Nominal GDP growth in the next fiscal “might not be significantly greater” than the sharply reduced estimate of 8.2% for the current year, the government’s chief economic adviser, Arvind Subramanian, told FE on Monday, citing conjectures that oil could touch even $20 a barrel.
Asked whether a resultant tapering of tax buoyancy would necessitate tax rate increases, he rather stressed expanding the tax base as the central medium-term policy objective, but indicated that many commodities that are currently taxed at lower rates could come under standard rates. “The real deal is to have more taxpayers,” he asserted in an interview, pointedly referring to personal income tax.
Subramanian also said that if the quality of expenditure achieved this year could be improved further next year, then it could add to the case flagged in his recent Mid-Year Economic Analysis report for re-assessing the FY17 fiscal consolidation target.
Asked about the practicality of reducing the subsidy on urea in FY17, which is key to curbing growth in revenue expenditure, he said the quality of government spending involved “more public (capital) investment and (lower) subsidy and finding more room for (achieving) both.”
“Certainly, all these things should be on the table in the course of the next Budget discussion,” he said.
Describing the direct benefit transfer (DBT) scheme for LPG subsidy a success, (it allowed savings of about R15,000 crore in FY15), he said the DBT programmes for kerosene and food, which is fraught with different issues like states being the implementers, ought to be accorded top priority.
The coming Budget, he hinted, would give a boost to the agriculture sector. “We need to focus on agriculture, both to raise productivity and to cushion people against any downside (from farm-sector crises).”

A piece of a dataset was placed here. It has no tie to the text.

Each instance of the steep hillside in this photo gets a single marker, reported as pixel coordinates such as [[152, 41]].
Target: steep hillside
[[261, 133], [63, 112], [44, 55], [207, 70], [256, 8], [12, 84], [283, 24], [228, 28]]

Helped by better performance in livestock products, forestry and fisheries, the gross value addition in the agriculture and allied sectors grew 2% in the first half of FY16. “Latest data for the rabi season suggests that net sown area is lower than for the same period of last year; this combined with likely adverse productivity effects from four consecutive seasons of weak rainfall create downside risks to agricultural production for this fiscal year,” the mid-year report said.
The CEA reiterated that this year’s fiscal deficit target of 3.9% of GDP would be achieved without significant expenditure cuts. “There is always a bit of natural slack in the system (when it comes to spending the budgeted amounts) but you won’t have anything like a draconian cut (as witnessed in recent years),” he said.
Last year, the Centre had to compress expenditure by Rs 1.5 lakh crore from the budgeted level to reduce the fiscal deficit to 4%. It had cut expenditure by Rs 1 lakh crore in FY14.In the mid-year report, the CEA and his team in the finance ministry had said that for India to move rapidly to a medium-term growth trajectory, supply-side reforms – which would help engender private investment cycle — and demand management would be essential.
“On aggregate demand, both fiscal and monetary policy stances will need to be carefully re-assessed, to ensure they strike the appropriate balance between the short-term need to sour demand, especially private investment and exports, and the longer-term needs of preserving fundamental macroeconomic stability.”
The mid-year report revised the real GDP growth estimate for the current fiscal by a percentage point to 7-7.5% and the forecast of nominal GDP expansion even more sharply, from 11.5% to 8.2%. Though economic recovery was underway, it largely hinged on private consumption and government investment and mixed signals emanated from various sectors.